Though neither clergyman nor professional theologian, Biko contributed to the first generation of South African black theology. Speaking from experience he presented a highly compelling – and critical – examination of Christianity. His starting point was that the Church’s role in forming conscience, explaining human origins and destiny, and claiming a monopoly on truth was an essential, but also deeply ambivalent, part of most people’s lives.
Biko argued that the Church at its best could be a place of personal and social liberation. First, however, the Church had to clean up its act. It had to get over its ‘hellfire and damnation’ approach to preaching, decouple itself from its European-centred worldview and move away from its hierarchicalism.

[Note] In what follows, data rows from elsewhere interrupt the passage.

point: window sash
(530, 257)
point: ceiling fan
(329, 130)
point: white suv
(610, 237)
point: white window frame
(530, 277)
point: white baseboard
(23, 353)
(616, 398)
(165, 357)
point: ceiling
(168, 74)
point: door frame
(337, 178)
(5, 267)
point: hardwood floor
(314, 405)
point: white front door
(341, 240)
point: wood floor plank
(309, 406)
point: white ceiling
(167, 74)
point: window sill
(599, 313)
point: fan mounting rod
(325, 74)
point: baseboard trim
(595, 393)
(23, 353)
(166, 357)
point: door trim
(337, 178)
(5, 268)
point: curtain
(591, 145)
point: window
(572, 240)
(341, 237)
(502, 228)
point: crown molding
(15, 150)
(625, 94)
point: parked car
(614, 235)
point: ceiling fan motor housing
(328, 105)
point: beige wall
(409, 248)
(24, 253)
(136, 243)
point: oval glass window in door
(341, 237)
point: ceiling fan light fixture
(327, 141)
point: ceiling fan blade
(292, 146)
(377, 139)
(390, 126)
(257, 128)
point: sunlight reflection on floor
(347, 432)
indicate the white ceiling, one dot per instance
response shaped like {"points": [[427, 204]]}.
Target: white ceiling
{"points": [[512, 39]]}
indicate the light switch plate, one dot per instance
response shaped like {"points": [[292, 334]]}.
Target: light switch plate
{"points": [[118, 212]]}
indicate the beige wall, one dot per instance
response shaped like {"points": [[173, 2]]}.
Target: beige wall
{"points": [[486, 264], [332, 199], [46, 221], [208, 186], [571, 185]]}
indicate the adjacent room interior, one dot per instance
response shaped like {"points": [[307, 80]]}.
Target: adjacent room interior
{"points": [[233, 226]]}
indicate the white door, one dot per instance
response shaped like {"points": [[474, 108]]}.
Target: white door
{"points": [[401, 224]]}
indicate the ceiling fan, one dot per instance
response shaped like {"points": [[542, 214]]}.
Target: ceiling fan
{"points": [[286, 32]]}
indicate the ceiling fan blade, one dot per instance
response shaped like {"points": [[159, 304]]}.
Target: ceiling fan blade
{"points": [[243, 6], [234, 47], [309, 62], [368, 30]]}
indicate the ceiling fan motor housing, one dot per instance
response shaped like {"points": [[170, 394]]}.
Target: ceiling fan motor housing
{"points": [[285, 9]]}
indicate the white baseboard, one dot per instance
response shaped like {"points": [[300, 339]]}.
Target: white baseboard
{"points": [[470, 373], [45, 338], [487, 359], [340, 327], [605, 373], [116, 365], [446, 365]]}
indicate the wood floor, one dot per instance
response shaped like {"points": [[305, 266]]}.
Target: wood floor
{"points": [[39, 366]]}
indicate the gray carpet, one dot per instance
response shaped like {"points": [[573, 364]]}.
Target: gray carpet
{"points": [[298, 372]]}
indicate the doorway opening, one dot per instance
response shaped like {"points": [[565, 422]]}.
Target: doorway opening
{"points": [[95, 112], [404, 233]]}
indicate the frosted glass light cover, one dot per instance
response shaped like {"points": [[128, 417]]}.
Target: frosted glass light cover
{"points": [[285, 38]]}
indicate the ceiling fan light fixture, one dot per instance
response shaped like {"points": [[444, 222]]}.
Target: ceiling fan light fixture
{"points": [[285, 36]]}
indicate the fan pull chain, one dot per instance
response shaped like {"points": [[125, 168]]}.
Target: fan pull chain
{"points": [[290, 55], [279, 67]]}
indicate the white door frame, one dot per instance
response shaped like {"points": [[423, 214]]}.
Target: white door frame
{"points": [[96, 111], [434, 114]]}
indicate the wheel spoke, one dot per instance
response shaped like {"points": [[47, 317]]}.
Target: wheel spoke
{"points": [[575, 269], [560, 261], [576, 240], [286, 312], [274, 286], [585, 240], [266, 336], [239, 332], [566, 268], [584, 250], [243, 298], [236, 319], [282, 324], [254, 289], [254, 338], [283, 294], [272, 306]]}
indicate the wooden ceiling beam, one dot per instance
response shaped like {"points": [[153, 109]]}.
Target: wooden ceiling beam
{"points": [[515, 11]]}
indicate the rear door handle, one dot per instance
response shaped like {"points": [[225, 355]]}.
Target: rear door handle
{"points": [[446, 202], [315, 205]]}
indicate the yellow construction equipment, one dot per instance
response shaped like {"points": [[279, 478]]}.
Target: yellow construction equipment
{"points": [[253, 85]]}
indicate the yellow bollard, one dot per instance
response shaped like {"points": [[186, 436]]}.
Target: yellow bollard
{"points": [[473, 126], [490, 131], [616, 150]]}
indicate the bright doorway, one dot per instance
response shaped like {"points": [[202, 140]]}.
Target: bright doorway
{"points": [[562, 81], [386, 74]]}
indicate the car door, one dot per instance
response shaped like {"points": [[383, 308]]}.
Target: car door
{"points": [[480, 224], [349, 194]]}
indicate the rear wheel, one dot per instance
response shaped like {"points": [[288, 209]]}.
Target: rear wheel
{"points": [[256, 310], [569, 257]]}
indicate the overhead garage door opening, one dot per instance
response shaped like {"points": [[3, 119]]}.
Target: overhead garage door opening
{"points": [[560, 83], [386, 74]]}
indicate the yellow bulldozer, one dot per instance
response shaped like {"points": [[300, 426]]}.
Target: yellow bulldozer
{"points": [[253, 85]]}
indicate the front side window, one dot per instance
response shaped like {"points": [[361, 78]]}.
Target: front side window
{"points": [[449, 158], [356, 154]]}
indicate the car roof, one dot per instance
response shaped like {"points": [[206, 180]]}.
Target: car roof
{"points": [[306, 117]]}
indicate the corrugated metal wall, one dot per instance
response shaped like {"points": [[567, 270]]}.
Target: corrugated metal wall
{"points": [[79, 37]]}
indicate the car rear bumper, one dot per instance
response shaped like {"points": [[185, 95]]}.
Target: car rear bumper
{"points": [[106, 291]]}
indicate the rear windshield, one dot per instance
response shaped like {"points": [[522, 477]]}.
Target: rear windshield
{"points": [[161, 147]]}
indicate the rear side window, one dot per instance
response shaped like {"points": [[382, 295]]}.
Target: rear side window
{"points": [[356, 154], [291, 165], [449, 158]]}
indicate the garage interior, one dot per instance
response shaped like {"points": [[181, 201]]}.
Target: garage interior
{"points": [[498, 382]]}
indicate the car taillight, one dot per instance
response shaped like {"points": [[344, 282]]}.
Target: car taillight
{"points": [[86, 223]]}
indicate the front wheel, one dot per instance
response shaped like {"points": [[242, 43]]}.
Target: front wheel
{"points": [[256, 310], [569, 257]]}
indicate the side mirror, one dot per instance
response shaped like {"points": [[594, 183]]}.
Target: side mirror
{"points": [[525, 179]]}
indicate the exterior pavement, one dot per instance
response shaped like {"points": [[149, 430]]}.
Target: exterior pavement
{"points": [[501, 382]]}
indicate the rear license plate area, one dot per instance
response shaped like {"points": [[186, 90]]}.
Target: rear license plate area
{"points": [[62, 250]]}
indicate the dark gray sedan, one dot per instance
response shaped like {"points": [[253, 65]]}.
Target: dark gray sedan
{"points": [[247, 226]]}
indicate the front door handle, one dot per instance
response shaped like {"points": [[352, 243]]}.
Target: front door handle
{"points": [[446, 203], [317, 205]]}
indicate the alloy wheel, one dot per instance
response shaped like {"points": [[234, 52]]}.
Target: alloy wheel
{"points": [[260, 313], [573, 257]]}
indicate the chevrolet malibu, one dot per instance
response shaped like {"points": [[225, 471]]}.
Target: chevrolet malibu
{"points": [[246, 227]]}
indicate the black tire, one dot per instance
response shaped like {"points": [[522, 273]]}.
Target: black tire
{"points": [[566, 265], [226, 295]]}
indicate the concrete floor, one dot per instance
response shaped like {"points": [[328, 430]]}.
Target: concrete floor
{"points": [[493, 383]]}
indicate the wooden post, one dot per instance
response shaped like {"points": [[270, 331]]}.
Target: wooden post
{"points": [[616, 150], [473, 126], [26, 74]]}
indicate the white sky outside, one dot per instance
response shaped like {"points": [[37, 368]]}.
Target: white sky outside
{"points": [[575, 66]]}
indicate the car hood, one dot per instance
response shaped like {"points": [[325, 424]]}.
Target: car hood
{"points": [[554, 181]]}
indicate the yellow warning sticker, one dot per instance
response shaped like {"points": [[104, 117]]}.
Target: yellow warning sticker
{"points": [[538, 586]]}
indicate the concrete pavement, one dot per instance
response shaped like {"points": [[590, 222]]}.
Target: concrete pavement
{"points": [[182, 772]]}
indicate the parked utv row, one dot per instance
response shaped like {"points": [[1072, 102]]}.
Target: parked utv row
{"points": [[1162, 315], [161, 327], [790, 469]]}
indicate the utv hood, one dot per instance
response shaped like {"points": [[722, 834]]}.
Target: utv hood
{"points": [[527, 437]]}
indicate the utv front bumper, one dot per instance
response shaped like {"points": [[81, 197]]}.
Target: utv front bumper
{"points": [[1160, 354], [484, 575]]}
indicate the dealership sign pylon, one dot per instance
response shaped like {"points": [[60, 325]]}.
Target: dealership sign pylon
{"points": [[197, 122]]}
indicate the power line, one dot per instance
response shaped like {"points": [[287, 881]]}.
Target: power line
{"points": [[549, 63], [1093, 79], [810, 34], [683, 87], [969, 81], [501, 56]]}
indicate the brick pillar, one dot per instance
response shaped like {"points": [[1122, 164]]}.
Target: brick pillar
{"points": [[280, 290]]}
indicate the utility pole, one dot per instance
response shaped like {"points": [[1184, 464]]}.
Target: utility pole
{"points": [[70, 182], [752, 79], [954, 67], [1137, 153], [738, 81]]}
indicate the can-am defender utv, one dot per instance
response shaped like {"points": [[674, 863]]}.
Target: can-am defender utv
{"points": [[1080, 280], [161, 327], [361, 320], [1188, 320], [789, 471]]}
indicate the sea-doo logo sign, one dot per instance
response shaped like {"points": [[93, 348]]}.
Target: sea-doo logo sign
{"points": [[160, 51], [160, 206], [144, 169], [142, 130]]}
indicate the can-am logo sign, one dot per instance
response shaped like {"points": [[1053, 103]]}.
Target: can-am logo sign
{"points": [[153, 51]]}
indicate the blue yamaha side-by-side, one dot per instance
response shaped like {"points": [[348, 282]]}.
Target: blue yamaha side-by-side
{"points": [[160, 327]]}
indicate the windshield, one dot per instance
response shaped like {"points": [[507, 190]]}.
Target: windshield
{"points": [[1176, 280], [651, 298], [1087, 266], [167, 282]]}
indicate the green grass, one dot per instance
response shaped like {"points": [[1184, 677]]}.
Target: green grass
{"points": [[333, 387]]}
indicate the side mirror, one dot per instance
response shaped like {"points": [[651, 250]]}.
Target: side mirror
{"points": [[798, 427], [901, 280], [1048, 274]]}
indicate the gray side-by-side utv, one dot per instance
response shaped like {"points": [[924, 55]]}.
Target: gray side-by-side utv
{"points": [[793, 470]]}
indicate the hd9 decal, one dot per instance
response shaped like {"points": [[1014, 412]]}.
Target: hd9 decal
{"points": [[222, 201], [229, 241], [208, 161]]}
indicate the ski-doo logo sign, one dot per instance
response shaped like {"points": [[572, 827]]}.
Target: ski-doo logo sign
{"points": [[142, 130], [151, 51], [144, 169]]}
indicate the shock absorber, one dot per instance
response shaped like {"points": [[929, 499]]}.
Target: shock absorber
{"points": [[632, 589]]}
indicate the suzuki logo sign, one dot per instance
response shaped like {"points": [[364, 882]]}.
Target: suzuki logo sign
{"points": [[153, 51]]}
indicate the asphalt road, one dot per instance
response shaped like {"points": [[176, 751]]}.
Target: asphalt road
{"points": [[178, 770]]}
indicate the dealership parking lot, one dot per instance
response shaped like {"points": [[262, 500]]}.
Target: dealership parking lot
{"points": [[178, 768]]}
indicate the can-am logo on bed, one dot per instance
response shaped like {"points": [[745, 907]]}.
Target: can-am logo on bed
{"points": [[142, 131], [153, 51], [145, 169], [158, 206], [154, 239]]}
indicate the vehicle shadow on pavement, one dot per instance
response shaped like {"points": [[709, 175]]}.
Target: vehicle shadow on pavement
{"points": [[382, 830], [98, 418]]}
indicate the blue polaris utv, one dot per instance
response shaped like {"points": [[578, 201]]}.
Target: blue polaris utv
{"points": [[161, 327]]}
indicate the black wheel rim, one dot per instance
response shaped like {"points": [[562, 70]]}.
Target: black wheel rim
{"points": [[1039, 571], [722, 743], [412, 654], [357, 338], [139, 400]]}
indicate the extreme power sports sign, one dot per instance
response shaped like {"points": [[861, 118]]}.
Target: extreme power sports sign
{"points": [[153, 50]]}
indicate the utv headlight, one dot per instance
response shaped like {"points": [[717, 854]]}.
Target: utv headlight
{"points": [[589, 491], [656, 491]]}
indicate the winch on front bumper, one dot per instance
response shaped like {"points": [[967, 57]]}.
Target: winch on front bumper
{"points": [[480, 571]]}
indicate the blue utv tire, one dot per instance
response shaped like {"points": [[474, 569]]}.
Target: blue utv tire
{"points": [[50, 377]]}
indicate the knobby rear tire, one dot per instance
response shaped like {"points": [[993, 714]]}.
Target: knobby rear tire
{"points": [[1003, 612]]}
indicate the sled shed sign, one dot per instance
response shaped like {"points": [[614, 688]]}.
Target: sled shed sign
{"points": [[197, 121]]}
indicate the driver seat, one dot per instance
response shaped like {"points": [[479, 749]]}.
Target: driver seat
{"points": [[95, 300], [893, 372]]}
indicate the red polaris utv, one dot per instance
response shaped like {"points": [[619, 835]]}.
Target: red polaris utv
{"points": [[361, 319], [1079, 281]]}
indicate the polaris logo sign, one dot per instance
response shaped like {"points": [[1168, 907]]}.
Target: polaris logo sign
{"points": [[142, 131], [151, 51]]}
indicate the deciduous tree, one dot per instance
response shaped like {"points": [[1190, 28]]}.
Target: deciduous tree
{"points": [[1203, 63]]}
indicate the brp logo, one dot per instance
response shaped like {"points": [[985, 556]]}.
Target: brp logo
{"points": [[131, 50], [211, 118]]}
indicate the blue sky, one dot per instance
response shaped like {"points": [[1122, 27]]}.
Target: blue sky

The latter has come under fire recently in the wake of the clergy abuse scandals. Pope Francis has condemned clergy abuse commendably, as he has also attacked clericalism. But unlike some voices raised in righteous outrage, he has not yet connected the dots. Clergy power is at the heart of abuse – not just child abuse but the abuse of position, resources and authority. It is power, backed up the Church’s claims to having a monopoly on understanding humanity’s origins, destiny and truth itself, that has made and compounded the crisis.
This comes from the Church’s inheritance of an absolutist monarchical model of governance inherited from its European worldview. The Church inherited and adopted the structures and modes of governance of the Roman Empire and feudal monarchies, continuing it into an age where such governance is no longer acceptable to most people. Most of us live in democracies (however imperfect) and object to being bullied by authorities. Yet many put up with it in Church. Or they leave.
And then there’s the question of what we consider truth. The Church is still afraid of science, particularly aspects of science that challenge our presuppositions about sexuality – the subject of most contemporary ‘hellfire and damnation’ sermons today, it seems. Denouncing best available scientific evidence often as ‘ideology’ (taken to mean, one suspects, ‘false consciousness’), rather than seeing what one can learn from it, is unhelpful.
Preventing sexual abuse requires knowledge of paedophilia; it also requires understanding normal sexualities, psycho-sexual development and integration. If we start from inadequate presuppositions we’ll reach useless conclusions. Without frank talk (to borrow Biko’s pseudonym of the early 1970s) we’ll just end up scapegoating people and drive the problem deeper underground.
And without a more open Church I fear this frank talk won’t happen.
Biko’s warning, against claiming a monopoly of the truth, offers us a way out. The abuse crisis has revealed how much we need to learn to prevent disasters from happening. Truth is not something revealed fully, once for all, let alone to a privileged few. We build on basic truths of faith, deepened through scientific study. That is how we build and nourish a truly liberating faith.